Morfologia dell'Itaiano in DIAcronia (MIDIA) (Morphology of Italian in diachrony)
A corpus of texts written in the Italian language ranging from the start of the 13th to the first half of the 20th century. It includes over 7 million occurrences taken from around 800 texts. Carried out thanks to the Prin 2009 project "La storia della formazione delle parole in italiano” (“The history of the formation of words in Italian"), funded by the MIUR, MIDIA offers research tools that facilitate the extraction of data, useful in particular for the study of the formation of words in Italian from the diachronic viewpoint but also usable for various other types of linguistic research.
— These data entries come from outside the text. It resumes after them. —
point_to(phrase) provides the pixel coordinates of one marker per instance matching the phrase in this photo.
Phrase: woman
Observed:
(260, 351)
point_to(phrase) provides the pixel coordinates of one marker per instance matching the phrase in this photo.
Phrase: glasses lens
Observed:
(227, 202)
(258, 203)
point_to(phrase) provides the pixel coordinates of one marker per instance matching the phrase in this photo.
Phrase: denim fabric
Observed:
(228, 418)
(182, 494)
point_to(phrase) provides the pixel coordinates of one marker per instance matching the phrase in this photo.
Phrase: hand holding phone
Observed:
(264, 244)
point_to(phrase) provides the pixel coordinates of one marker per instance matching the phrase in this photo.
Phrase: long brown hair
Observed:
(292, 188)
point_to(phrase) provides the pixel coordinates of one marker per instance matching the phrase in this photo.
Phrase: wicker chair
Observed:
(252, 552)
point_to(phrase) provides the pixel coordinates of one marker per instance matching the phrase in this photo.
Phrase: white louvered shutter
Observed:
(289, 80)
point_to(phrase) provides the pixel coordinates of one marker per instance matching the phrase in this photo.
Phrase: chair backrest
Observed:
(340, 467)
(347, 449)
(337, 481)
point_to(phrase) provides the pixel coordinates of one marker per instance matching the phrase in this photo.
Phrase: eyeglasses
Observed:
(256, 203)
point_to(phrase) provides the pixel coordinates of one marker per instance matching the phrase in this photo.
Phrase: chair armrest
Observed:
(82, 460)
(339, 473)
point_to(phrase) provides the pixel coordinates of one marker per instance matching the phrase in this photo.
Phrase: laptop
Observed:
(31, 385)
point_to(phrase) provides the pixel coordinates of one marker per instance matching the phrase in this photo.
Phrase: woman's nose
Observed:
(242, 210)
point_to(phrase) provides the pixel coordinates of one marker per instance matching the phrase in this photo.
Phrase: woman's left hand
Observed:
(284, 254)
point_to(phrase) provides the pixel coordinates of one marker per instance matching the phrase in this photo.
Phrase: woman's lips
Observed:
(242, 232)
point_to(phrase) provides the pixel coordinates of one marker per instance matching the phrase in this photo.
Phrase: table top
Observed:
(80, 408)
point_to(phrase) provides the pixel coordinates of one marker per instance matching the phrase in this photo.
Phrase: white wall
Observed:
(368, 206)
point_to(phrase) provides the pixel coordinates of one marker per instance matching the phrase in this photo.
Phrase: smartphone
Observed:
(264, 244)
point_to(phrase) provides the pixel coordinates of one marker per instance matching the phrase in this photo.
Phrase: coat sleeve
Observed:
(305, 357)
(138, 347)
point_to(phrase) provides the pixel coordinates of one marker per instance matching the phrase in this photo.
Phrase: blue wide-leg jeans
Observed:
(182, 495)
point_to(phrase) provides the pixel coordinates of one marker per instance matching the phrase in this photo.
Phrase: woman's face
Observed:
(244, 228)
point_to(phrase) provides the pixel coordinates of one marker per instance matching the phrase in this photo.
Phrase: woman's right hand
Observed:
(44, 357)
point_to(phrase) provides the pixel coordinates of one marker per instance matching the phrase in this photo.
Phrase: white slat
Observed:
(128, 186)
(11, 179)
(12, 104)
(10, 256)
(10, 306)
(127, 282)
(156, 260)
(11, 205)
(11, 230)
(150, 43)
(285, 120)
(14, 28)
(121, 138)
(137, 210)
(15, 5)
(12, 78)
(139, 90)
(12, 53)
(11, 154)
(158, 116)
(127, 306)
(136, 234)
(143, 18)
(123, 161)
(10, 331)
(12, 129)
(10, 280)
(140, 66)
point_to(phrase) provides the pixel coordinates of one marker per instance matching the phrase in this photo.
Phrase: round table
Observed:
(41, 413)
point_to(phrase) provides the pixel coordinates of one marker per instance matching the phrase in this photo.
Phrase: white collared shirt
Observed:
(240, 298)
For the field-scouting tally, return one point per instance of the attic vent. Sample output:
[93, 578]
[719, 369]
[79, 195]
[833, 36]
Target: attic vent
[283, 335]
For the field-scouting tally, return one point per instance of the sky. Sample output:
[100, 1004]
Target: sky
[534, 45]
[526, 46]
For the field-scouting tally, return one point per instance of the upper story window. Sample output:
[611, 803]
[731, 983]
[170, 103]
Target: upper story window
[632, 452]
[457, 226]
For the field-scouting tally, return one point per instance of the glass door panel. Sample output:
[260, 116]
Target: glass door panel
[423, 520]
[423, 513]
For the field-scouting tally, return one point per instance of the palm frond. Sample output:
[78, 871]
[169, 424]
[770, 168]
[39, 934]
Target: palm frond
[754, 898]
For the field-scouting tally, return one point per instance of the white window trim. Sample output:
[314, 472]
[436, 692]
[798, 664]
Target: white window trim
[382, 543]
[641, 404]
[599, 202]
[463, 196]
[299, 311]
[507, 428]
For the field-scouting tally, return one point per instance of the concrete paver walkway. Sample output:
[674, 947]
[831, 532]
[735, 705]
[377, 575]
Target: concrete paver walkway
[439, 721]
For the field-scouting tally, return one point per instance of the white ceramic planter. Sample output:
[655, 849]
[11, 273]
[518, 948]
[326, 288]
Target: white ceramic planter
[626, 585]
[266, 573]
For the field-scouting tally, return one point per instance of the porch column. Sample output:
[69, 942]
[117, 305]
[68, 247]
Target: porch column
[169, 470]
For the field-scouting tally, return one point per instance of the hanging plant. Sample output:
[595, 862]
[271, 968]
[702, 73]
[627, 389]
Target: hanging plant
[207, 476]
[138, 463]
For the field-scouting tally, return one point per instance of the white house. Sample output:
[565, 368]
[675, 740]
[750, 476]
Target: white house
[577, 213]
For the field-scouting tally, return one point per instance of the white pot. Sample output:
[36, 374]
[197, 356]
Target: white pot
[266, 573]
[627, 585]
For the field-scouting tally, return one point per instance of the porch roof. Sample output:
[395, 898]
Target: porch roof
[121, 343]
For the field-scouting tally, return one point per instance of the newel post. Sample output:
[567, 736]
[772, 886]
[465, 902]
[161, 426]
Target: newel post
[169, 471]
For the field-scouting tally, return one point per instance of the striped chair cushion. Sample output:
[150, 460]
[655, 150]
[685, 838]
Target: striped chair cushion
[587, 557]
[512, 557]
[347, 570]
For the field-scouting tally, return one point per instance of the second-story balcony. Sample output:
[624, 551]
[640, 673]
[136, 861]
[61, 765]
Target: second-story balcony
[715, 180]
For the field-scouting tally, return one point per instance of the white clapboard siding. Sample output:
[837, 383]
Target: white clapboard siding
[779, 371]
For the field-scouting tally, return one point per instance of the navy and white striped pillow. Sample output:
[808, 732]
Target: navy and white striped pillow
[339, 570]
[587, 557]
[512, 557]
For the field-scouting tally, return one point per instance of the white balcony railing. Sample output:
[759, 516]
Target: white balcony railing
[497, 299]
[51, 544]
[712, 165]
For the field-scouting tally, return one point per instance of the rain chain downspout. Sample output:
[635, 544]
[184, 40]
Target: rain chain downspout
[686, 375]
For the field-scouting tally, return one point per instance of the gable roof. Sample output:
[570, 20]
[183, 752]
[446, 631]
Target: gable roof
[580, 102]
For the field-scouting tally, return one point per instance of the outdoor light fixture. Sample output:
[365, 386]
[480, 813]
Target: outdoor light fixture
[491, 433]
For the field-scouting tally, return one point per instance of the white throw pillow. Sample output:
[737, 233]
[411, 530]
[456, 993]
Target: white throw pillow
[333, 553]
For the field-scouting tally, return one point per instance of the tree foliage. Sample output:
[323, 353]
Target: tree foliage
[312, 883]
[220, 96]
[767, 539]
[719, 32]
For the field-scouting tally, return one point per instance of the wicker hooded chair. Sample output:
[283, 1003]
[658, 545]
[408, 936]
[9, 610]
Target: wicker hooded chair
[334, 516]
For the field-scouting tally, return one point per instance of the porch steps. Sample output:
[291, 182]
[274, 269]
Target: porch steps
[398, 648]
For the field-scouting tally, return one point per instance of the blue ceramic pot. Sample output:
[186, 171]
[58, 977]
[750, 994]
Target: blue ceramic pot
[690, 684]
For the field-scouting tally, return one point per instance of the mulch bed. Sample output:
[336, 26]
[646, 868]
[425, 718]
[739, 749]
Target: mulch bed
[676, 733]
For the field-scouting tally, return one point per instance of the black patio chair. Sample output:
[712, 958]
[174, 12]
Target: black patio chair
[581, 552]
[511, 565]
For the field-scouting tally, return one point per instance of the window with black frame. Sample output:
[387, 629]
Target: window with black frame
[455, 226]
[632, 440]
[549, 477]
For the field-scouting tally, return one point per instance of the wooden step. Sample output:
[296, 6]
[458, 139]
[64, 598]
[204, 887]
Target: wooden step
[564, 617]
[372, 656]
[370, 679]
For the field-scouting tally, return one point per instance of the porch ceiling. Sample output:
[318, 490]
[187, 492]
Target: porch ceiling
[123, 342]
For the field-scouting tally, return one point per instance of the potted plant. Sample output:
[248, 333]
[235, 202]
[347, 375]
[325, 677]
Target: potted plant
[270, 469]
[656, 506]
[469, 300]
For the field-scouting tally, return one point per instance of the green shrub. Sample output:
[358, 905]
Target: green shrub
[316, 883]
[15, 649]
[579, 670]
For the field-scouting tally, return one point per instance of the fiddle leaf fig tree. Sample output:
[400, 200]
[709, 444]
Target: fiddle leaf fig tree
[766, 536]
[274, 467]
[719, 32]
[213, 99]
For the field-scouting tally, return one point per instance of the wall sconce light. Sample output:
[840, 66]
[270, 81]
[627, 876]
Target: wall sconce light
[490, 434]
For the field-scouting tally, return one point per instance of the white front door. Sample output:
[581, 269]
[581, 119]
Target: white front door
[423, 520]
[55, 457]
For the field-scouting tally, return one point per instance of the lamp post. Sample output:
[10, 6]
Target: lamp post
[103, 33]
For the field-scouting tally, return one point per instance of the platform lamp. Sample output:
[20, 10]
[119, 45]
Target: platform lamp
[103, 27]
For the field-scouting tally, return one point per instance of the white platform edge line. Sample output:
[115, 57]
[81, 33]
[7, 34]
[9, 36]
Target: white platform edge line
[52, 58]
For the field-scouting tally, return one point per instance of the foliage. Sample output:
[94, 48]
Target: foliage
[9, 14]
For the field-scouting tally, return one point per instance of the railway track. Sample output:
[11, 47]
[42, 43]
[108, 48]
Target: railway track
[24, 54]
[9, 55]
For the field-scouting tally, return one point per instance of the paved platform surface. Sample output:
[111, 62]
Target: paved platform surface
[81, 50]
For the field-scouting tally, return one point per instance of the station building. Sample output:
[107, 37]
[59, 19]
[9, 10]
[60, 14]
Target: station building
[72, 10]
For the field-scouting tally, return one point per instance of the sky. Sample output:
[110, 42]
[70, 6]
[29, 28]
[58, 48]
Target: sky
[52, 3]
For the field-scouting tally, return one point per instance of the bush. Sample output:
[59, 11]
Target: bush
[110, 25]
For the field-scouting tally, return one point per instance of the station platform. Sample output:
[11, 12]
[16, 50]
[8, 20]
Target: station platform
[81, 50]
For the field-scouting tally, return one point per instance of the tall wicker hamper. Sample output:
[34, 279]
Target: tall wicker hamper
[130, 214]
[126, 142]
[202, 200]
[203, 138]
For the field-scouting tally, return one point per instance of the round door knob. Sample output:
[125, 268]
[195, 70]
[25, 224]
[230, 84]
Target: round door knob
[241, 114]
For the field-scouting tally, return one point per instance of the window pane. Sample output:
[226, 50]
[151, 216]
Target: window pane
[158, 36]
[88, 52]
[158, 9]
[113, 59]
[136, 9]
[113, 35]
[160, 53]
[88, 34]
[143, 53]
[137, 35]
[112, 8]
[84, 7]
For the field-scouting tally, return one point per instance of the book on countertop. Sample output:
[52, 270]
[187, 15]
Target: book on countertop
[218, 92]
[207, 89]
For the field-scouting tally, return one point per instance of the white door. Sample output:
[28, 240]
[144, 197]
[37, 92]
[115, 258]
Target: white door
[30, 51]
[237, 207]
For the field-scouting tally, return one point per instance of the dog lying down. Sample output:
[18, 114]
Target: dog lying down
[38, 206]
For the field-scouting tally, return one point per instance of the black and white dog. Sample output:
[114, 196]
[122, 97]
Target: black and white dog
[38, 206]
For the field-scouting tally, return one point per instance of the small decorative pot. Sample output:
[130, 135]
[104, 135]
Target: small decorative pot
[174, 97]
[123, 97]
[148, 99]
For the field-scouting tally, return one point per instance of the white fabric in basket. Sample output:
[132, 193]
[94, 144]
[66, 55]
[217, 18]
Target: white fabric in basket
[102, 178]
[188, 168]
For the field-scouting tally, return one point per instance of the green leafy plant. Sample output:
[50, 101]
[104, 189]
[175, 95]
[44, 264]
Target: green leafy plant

Tesoro della lingua italiana delle origini (TLIO) (Treasury of the Italian language from its origins)
Online version of the renowned historical dictionary of Italian curated by the Opera del Vocabolario Italiano (OVI), an institute of the Consiglio Nazionale delle Ricerche (National Research Council) sited at the Accademia della Crusca of Florence. The online version, with over 12,000 items, is based on the OVI's textual corpus of old Italian. This textual database offers efficacious research tools, including an interface for the retrieval of items/forms/editors/definitions present in the corpus, a database containing the bibliographical data of the authors cited, the bibliography cited in the items and other data.